I remember my talk in Maryland

2008 the first time I came to the
US to speak how good Postgres

is for web 2.0.

It's like 16 years, right?

And this was my example, tags.

And I talked about hstore.

Or today we can talk about Array.

Back to that time, there was no
GIN at all.

GIN was not created yet.

We used only GiST and R-tree or L3 in some cases, it depends.

But in the case of tags, it's natural
to think, okay, I'm going

to put these 2 different tables,
and then you need additional

table to have many-to-many relationship.

And this is AE-AV, exactly.

This is what is going to have bad
performance if you have a lot

of entries in the main table of
like your objects and also a

lot of tags and a lot of relationships
between them.

It's really...

This join can be problematic sometimes.

But we will probably return to
this schema, like 3-table schema.

Later what I wanted to just emphasize,
I cannot just not to comment

here, it's about performance.

I would these days consider arrays
with tags or maybe arrays

with IDs.

We know foreign keys don't support
this, like 1 row and you have

tags, tag IDs, right, and then
like multiple foreign keys to

different entries in the text table,
but we can live without

the foreign key here.

For the sake of having good performance, we can just have these

IDs and or just text as is like text, text array, right?

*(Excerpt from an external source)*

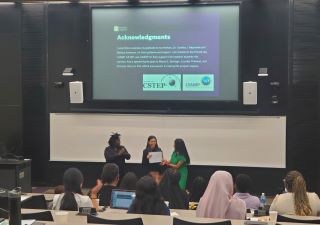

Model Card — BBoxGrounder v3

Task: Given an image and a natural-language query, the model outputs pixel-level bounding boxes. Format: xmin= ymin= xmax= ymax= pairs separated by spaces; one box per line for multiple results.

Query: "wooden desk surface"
xmin=22 ymin=209 xmax=316 ymax=225
xmin=25 ymin=193 xmax=55 ymax=202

So integer 8 array, big int array or text array.

In this case, using GIN should be good.

Michael: Or just JSONB.

Nikolay: JSONB, I feel would add like additional layer of something

here which we don't really need because we just need ideas or

bunch of phrases, texts, like text, right?

So I don't know.

Do you think this is denormalization?

Michael: I think strictly speaking, yeah.

Nikolay: Well, let's not say we are breaking first normal form

here Because of course first normal form is like say it's saying

it's just saying that in each cell basically of a table In each

Each value should be atomic, right?

It should not be a table, for example.

Or in this case, array or JSON.

We are breaking it, strictly speaking.

But in this sense, if we consider...

In this case, every time we use array, we are already breaking

normal form.

But in what sense it's denormalization.

If we are repeating values, For example, later we found a typo

in some tag and going to adjust it.

This is functional dependency, of course, and we will need to

update a lot of rows here.

Of course, it's better to store IDs and have tag values in a

separate table.

So in this case, we can even join in an interesting way, maybe

with lateral join or unnest here.

It's interesting, but it's a separate topic.

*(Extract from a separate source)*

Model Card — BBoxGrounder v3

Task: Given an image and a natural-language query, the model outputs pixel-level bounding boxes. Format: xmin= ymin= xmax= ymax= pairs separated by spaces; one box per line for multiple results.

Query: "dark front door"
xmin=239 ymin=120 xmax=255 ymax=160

So if we don't store values of text, I don't see denormalization

aspect here.

It's just, yeah, we treat the first normal form in interesting

way.

This discussion happened 20 years ago, I think.

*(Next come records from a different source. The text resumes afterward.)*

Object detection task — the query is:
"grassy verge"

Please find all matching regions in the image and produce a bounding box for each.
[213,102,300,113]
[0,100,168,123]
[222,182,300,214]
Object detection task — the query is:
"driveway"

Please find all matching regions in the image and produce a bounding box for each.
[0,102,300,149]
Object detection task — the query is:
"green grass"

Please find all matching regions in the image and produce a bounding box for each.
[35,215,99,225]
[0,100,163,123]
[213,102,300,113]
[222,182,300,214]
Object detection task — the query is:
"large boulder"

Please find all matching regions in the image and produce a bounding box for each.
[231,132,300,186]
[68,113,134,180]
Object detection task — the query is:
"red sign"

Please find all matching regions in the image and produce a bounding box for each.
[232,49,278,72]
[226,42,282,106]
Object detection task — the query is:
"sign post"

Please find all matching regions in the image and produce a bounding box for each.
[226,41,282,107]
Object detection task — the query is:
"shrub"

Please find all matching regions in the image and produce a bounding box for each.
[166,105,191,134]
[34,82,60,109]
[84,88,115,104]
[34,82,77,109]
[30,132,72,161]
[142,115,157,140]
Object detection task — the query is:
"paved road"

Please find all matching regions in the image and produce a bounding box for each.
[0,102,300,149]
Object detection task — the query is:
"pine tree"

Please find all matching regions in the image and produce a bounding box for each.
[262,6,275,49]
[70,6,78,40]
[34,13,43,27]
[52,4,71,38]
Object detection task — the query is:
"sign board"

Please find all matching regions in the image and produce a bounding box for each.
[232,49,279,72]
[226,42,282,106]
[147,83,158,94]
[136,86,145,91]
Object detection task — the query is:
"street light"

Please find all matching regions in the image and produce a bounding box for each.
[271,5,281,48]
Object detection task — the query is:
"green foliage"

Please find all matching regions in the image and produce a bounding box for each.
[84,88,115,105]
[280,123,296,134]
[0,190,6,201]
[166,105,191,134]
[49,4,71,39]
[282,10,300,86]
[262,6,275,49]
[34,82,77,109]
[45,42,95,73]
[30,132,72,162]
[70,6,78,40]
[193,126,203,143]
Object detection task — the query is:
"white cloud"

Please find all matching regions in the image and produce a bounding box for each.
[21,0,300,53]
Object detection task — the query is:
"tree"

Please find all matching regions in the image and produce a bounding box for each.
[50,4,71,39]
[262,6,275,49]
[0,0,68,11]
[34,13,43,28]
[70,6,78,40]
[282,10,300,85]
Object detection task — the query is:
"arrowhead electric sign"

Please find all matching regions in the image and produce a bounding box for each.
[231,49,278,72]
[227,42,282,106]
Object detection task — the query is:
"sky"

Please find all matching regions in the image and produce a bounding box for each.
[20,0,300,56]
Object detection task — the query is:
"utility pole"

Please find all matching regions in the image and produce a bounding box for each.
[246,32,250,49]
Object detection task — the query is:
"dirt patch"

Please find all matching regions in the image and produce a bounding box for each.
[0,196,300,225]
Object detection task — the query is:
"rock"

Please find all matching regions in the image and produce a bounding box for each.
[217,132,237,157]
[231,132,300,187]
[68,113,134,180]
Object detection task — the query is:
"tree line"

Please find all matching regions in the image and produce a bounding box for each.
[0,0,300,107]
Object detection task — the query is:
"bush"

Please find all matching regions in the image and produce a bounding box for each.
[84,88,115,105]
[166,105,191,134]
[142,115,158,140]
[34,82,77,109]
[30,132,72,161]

I remember some from Chris Date, right?

Some works like, are we breaking the first normal form in such

cases or no?

But if we store just IDs, well, it's quite well normalized and

we don't have a AV so we can use GIN search much faster.

If we need some tags, we like this is this query is going to

be much more efficient, in my opinion.

But we lack foreign key, unfortunately.

This is what we lose in such approach.

So, flexibility is 1 thing.

Different thing, and this is most interesting of course, performance.

We already started discussing performance.

I would highlight 2 particular cases.

This is exactly 2 particular customers I observed over the last

couple of weeks, 2 particular situations.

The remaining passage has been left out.